Or is it speculative fiction that does well at the box office. Remember, a lot of people think that the biggest SciFi film of the summer is going to be Harry Potter, while I suspect that most of the folks who are criticizing the name change to Syfy are the type of folks who don't consider Harry Potter SciFi for this purpose.
I'm sure that's true... especially depending upon the specific interest. But some genres you have to wonder. SciFi seems to usually do well at the box office
Again, that's what this issue comes down to: Ghost Hunters, Scare Tactics and Unexplained all fit within the broader definition, just like Harry Potter does, but none of them are truly science fiction, and folks who are interested in such programming many not initially think that they'll find programming they'll enjoy at "The Science Fiction Channel".
Beyond those, Caprica may or may not have some space fiction elements, but if the pilot is any indication, its going to be a character drama, mostly, and they're going to want folks watching Caprica who would never pick up Larry Niven or Poul Anderson.
I'll speculate, myself, here, a bit.

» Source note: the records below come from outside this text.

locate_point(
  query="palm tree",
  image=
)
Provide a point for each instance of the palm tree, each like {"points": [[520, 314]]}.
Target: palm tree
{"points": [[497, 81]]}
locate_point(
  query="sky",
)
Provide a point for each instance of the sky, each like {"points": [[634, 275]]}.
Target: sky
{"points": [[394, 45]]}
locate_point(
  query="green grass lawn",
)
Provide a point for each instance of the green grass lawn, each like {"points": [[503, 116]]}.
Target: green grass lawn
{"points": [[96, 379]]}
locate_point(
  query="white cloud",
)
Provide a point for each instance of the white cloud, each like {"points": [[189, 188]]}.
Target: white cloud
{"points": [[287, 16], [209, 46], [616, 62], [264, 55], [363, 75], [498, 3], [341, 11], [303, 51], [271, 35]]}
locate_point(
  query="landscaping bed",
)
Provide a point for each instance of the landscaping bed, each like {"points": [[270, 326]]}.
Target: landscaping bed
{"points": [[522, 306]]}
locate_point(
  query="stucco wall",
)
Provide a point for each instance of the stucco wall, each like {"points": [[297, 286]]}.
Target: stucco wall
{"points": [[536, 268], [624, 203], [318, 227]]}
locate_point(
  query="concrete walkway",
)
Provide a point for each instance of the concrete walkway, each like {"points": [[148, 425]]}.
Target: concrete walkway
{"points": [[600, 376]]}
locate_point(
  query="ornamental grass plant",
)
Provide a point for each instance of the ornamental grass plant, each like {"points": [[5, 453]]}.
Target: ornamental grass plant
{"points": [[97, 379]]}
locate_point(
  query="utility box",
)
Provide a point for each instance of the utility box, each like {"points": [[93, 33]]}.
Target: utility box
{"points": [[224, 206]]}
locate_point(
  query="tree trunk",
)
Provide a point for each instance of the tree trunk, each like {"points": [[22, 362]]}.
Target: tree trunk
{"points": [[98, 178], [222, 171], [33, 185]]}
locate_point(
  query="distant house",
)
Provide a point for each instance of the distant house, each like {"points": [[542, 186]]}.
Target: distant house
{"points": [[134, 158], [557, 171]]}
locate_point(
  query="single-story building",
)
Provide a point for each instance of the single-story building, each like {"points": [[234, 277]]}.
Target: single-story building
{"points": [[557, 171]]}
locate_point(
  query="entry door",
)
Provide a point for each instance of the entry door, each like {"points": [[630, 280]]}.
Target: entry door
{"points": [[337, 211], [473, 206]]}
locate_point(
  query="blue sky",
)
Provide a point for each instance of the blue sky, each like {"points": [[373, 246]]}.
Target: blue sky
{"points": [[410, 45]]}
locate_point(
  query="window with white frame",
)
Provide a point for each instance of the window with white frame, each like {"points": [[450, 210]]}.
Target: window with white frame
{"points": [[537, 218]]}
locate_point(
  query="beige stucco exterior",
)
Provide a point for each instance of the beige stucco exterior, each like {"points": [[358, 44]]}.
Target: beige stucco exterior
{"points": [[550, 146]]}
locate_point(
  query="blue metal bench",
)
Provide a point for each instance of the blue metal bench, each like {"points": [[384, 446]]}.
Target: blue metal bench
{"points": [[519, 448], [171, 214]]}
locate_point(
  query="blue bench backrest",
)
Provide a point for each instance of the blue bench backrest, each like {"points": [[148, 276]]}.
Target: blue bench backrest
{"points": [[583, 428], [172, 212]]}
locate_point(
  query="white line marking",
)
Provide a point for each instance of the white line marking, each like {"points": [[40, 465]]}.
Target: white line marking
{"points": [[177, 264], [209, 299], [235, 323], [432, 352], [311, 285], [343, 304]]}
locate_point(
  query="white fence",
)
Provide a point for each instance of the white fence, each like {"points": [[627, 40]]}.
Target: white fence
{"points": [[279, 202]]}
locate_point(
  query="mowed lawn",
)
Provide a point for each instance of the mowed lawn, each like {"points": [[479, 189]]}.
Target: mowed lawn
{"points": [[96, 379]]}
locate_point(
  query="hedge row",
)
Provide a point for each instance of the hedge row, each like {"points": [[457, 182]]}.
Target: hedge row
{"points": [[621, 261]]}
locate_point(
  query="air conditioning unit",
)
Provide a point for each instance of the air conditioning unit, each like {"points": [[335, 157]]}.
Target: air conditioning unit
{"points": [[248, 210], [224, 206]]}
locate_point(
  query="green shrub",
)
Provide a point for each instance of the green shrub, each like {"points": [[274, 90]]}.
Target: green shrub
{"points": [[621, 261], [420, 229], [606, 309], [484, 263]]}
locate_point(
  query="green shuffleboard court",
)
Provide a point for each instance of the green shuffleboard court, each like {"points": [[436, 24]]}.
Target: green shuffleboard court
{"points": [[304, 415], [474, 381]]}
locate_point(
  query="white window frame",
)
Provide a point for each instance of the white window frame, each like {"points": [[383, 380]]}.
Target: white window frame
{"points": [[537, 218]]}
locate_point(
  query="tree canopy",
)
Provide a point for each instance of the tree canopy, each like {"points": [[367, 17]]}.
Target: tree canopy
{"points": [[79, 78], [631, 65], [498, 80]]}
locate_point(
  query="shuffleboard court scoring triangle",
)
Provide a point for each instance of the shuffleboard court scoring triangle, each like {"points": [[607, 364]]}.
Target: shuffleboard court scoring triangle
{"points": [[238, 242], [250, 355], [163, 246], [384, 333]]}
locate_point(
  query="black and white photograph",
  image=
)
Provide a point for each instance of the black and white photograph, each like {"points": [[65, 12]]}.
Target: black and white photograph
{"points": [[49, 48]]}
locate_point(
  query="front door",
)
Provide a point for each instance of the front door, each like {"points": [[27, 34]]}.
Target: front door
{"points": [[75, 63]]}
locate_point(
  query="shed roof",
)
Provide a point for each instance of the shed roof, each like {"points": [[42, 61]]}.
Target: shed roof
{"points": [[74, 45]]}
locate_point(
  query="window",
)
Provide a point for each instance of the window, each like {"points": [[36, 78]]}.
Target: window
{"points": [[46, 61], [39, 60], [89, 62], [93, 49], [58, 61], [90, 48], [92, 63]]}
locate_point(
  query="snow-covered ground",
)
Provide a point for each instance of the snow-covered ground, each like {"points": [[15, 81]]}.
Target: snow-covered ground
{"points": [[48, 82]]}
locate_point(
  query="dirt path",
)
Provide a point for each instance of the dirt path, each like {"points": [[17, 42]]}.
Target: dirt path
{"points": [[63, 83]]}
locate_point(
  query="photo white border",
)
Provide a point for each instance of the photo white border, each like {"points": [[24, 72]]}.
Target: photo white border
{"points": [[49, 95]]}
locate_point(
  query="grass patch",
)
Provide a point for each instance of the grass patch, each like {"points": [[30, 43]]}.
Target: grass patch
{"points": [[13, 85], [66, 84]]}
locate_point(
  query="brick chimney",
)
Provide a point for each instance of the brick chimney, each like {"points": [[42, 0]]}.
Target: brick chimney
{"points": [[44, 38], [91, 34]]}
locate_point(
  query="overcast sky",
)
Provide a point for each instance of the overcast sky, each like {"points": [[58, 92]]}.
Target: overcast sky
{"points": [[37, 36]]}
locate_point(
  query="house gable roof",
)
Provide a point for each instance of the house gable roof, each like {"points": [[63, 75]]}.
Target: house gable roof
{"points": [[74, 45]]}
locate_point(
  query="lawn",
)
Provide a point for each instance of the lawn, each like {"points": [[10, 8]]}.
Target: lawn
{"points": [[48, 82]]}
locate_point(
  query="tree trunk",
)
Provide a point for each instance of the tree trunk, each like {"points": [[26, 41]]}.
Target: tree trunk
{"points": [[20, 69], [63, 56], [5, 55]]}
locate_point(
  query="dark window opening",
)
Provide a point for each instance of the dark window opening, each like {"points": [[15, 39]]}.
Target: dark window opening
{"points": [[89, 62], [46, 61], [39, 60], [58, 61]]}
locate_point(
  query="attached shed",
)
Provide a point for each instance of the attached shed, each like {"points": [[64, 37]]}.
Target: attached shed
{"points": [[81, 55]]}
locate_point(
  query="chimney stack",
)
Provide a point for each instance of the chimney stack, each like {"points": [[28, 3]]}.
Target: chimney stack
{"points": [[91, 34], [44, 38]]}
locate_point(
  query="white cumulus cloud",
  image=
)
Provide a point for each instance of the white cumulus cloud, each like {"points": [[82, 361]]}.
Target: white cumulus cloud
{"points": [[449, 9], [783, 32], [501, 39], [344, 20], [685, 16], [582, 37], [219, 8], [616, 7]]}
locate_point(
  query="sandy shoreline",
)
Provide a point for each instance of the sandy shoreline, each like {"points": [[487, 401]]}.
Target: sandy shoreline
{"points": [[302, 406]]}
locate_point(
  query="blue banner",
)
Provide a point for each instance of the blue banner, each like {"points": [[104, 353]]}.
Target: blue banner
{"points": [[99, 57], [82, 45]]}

I think the hardcore science fiction fans have done the genre a disservice by, during the first 30-40 years of the genre's ascendancy, driving the genre towards what I would consider esoterica. In a way, they insisted on the genre being too real. I feel that the greatest benefits the genre can offer are those that capitalize on the genre's ability to provide escape for people. I think that the hardcore movement basically despoiled the term science fiction. I think that a blatant attempt to make it clear that "this isn't that tedious type of science fiction" can only benefit Syfy. It will help make room for the type of genre fiction that started breaking through in the mid-1980s, with far less, if any, focus on the "science" and far more focus on the "fiction".
Folks may like some parts of the genre and not like others, but they won't admit that that the basis of their criticism is their own personal preferences, since that's so easily pigeon-holed and thereby discounted. I think a lot of the criticisms, therefore, are simply attempts to recast these personal animosities as criticisms that sound more important than they really are.
You mean like Heroes? Again, I wish I could hook the main critics of the Syfy name change up to a polygraph machine and ask them if they think Heroes is what they like best about science fiction. However, even that doesn't matter: The question is more a matter of what Average Joe America will do, since there are more Average Joes than there are science fiction fans.
and there are more than a few SciFi regular series running it seems these days...
And even if the name change doesn't actually help drive that many more people to the channel, it will absolutely be at least a wash (some extremists will bolt; while some folks with some animosity towards science fiction will feel more welcome and will replace the extremists). And then, the only justification needed for the name change is that they can capitalize on the word as a trade-mark. Denying the value of this shows a lack of understanding of the business side of things. Folks are welcome to assert that they don't care about the business side of things, but that are not right in stating that the business shouldn't care about the business side of things.
Actually, we very well may. As people engage in more and more commercial avoidance (and piracy, for that matter), the value of viewership, itself, plummets. How do you make up for that lost revenue stream? Perhaps the answer is pay television. Why are cable channels, like USA and TNT, going so well in recent years? It is a combination of how much better original programming is being presented by these channels. This fall, the CW is giving the five hours of its Sunday schedule back to their affiliates, and NBC is giving five hours of prime time to Jay Leno. Do you really think that that's going to be the end of that trend? Gosh, if you do, I admire your optimism! Instead, I see a path towards more and more non-scripted programming on television that is solely supported by commercial advertising. Meanwhile, television that is supported by both commercial advertising and by subscription fees, like TNT and USA, hold the promise of eventually providing a stronger financial footing for scripted programming. It could happen. And if it does, we'll need at least four, but preferable five or six channels, just like TNT and USA.
So at some point we end up with 20 USA/TNT type channels... and I don't think we need that many duplicating the same content.